I see a lot of writers trying to make important sentences stand out by bolding the entire sentence within a paragraph. The intent makes sense, but there’s almost always a better tool for the job: callouts. You know those boxes or highlighted sections that sit beside or within the main text? They do everything bold sentences try to do, but better.

Callouts naturally draw the eye even more effectively than bold. They also give you the freedom to reword things specifically for skimmers. You’re not constrained by making the text work both as part of the prose flow and as a standalone highlighted statement. You can optimize for both contexts separately.

The Bullet Point Problem

Another marginal case: bolding the first few words of each bullet point in a list, treating them like mini-headings. I get why people do this. It’s trying to make the list more scannable. But honestly, the bullets themselves already do that job. Your eye naturally catches on those little dots or dashes.

And while we’re at it, bullet lists themselves are overused. Most of the time, a well-written prose paragraph flows better and is more pleasant to read than a stack of bullets. Writing isn’t just about conveying information efficiently, it’s about making the experience enjoyable for your reader. Bullets feel mechanical. Prose feels human.

The Feedback Loop We’re Stuck In

The real problem with AI-generated text isn’t just that it overuses bold. It’s that this writing style is now being fed back into training data for future models. People see AI-written text with excessive bold, they mimic it in their own writing, and that becomes part of the corpus that trains the next generation of models. We’re in a typographical race to the bottom.

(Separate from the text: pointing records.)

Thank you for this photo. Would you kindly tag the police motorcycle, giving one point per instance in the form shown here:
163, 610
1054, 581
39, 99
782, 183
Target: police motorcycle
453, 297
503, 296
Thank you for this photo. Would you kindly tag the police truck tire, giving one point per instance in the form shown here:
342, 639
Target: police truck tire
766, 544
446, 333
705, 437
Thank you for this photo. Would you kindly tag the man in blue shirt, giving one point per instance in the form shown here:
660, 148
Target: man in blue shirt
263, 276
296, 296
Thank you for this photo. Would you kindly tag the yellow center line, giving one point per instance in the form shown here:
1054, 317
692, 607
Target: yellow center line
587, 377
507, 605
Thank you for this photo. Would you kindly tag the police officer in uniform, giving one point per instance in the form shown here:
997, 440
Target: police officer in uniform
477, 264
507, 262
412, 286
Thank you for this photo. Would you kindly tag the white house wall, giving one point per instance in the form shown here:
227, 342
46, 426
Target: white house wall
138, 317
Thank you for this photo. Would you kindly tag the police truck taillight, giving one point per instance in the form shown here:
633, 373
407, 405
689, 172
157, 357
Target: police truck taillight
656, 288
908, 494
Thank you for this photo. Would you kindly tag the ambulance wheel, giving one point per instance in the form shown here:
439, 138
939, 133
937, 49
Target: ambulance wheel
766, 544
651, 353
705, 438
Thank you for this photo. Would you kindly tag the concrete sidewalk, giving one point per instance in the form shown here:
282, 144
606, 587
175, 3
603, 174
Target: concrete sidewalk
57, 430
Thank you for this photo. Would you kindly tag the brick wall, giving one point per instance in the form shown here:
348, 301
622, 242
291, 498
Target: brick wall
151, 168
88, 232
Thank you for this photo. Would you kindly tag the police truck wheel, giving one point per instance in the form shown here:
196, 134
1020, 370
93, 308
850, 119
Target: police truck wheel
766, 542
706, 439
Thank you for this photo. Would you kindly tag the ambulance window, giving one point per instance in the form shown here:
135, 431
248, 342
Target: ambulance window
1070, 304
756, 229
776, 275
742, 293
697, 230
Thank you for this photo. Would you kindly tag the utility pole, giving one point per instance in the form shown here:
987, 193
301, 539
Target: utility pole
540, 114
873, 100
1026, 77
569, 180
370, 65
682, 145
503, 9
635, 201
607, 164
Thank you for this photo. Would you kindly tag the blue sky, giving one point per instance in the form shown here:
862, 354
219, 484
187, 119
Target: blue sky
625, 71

I was tempted while writing this to create a deliberately awful paragraph with bold scattered everywhere, just to show you how ridiculous it looks when every third word demands attention. But I realized that would undermine the actual explanation I’m trying to give you. So imagine it instead: a paragraph where important words and key phrases and critical concepts all fight for your attention until your eyes glaze over and you stop reading entirely.

That’s what we’re doing to our readers when we treat bold like a magic wand that makes writing better by sheer force of emphasis. Typography works through contrast and restraint, and right now we’re losing both.